John McGraw with the Giants

Think about John McGraw. Go ahead, take a minute and conjure up your mental images of John J.. McGraw. I’ll wait. Done? Good. Now I’m going to go out on a limb and guess that not one of those images revolved around winning the 1917 National League pennant. That’s because the Giants pennant winning team is one of the more obscure NL winners and almost no one associates it with the great Giants teams under McGraw. But it may be his finest managing effort.

McGraw teams were always built on speed, good defense, and great pitching. This team was really no different, but it was a team that had no truly great player to anchor any of those things around. Christy Mathewson, Joe McGinnity, Rube Marquard, the name pitchers who had dominated all those winning teams from 1904 through 1913 were all gone. You can say what you want about the new guys, but they weren’t nearly the quality of those starters. Here’s the list of every pitcher who started 10 or more games: Ferdie Schupp, Slim Sallee, Rube Benton, Pol Perritt, Jeff Tesreau, Al Demaree, Fred Anderson. Ever hear of any of them? If so, maybe you remember Sallee because he was part of the 1919 Reds that won the infamous Black Sox World Series. Tesreau might strike a bell because he was a holdover from the last Giants pennant winner in 1913. So were Demaree and Schupp (although Schupp only pitched 12 innings). None of them were stars and none were the kind of pitchers great teams hang their hat on. But as a group they pitched well in 1917. They led the NL in ERA, fewest runs allowed, fewest hits allowed, were second in walks, and third in shutouts.

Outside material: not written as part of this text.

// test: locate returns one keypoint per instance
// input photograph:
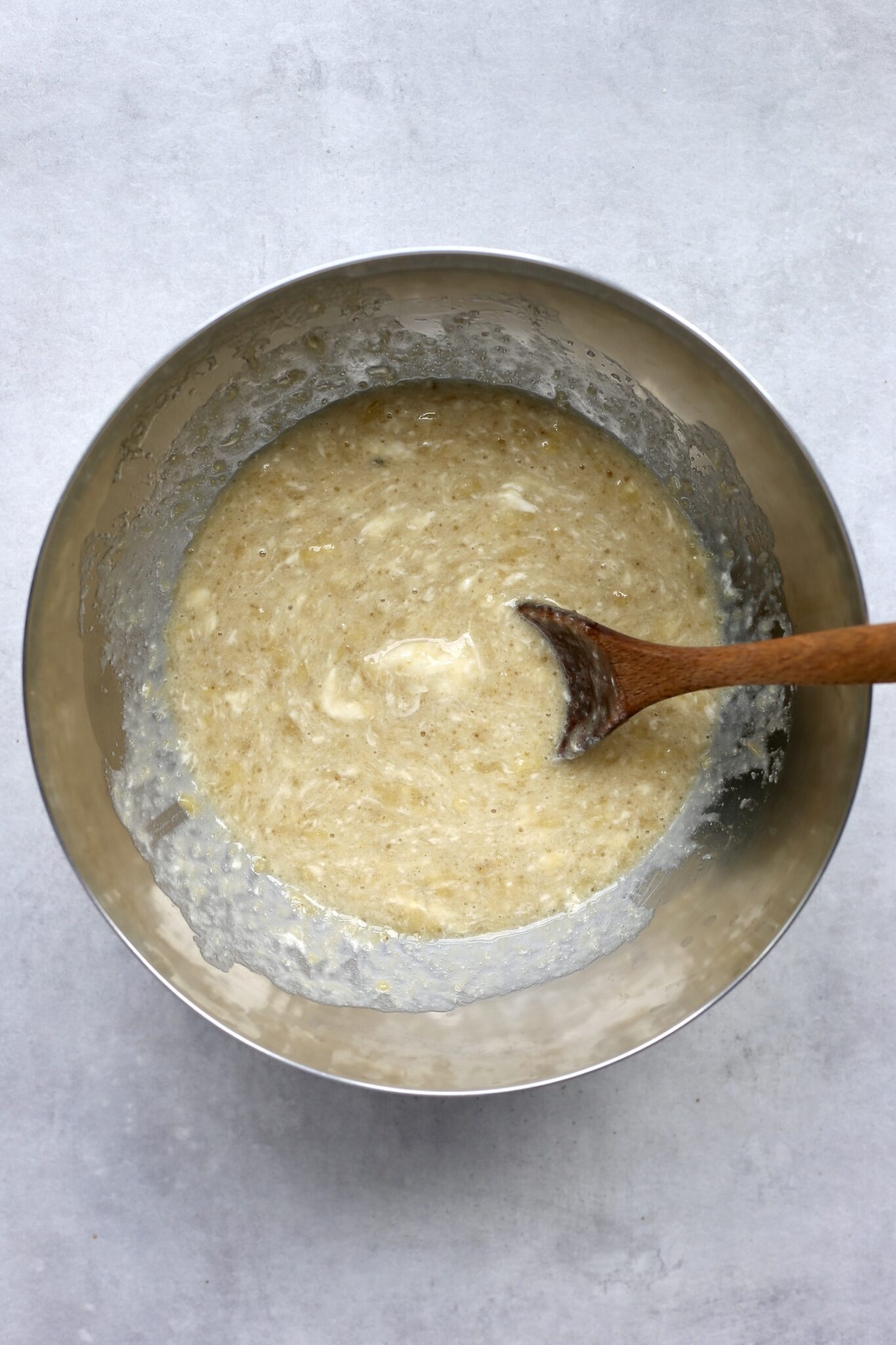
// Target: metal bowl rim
(561, 273)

How about the rest of the battery? The main catcher was Bill Rariden with Lew McCarty and George Gibson as his backups. It was Rariden’s career year (if you exclude a stint in the Federal League). He hit .271, 34 points above his career average, and had 2.3 WAR, his non-Federal League high. McCarthy hit .247 and the 36-year-old Gibson a buck-.71. None were bad catchers, but only Gibson came close to the league average in throwing out runners (he tied the average at 44%).

The outfield was, perhaps, a bit better known. Benny Kauff was a refugee from the Federal League, who’d been a star with the Feds. With the Giants he was good, but not great. He hit .308 to lead the team and his 30 stolen bases were second on the team. George Burns was the other corner outfielder. He was over .300 and led the team in stolen bases and OPS while leading the NL in walks. Dave Robertson played center, hit .259 and led the team with 12 home runs. In in un-McGraw-like fashion he had 47 strikeouts and only 10 walks. Joe Wilhoit and Olympic champion Jim Thorpe were the backups. Wilhoit hit .340 in 34 games while Thorpe hit .193 in 26 games, and, for a player noted for his speed, had only one stolen base. Twenty year old Ross Youngs, a future Hall of Famer, got into seven games during the season, hitting .346 with five runs scored.

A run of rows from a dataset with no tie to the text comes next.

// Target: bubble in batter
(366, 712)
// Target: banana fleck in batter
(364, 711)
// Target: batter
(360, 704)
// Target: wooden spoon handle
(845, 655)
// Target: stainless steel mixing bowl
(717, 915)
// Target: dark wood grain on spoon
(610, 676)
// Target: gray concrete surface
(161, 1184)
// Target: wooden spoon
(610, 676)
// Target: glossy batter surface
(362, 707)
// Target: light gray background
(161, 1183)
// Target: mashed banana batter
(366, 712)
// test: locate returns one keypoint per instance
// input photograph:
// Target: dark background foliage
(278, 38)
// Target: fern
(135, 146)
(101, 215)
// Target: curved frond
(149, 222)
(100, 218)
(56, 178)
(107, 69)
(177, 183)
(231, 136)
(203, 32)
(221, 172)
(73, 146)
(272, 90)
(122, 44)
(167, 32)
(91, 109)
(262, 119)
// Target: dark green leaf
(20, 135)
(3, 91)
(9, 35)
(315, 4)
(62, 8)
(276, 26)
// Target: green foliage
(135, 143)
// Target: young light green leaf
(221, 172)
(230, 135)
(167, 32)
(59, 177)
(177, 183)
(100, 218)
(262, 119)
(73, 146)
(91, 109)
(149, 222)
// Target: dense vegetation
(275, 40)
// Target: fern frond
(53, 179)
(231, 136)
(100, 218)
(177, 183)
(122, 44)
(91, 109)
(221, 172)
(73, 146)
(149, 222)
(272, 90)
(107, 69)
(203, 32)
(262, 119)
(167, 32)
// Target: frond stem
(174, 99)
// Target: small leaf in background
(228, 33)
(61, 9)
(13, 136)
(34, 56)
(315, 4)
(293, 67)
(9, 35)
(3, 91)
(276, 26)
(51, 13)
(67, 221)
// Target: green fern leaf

If there was a proven element on the team, it was the infield. They were, from first around the horn to third, Walter Holke, Buck Herzog, Art Fletcher, and Heinie Zimmerman. Zimmerman was a bona fide star of the era. He won the triple crown in 1912, won an RBI title in 1916, and repeated that title in 1917 (he’d later be banned in the fallout from the Black Sox affair). Both Herzog and Fletcher were favorites of McGraw. Both had been with him since 1909. Herzog actually game up in 1908 and had seen short stints with Cincinnati and the Braves. Fletcher had a fine year, leading the team in WAR, while Herzog was getting over-the-hill. Holke was a rookie (he’d had a few at bats earlier) who hung around at first through 1918 then went to the Braves. He hit .277 with 1.0 WAR.

As a team the Giants led the NL runs, home runs, stolen bases, OBP, was second in average and hits, and  showed up fourth in doubles. In the field the team made the least errors in the NL and was first in fielding percentage. All in all a good, not spectacular team. In many ways it was a typical McGraw team: it pitched well, it ran the bases well, and it was good on defense. What it lacked, and what McGraw had to make up for, was a top-notch pitcher. It is a great credit to him that he managed the team well enough to make up for that things. He would take the team to the World Series, where it would lose to the White Sox.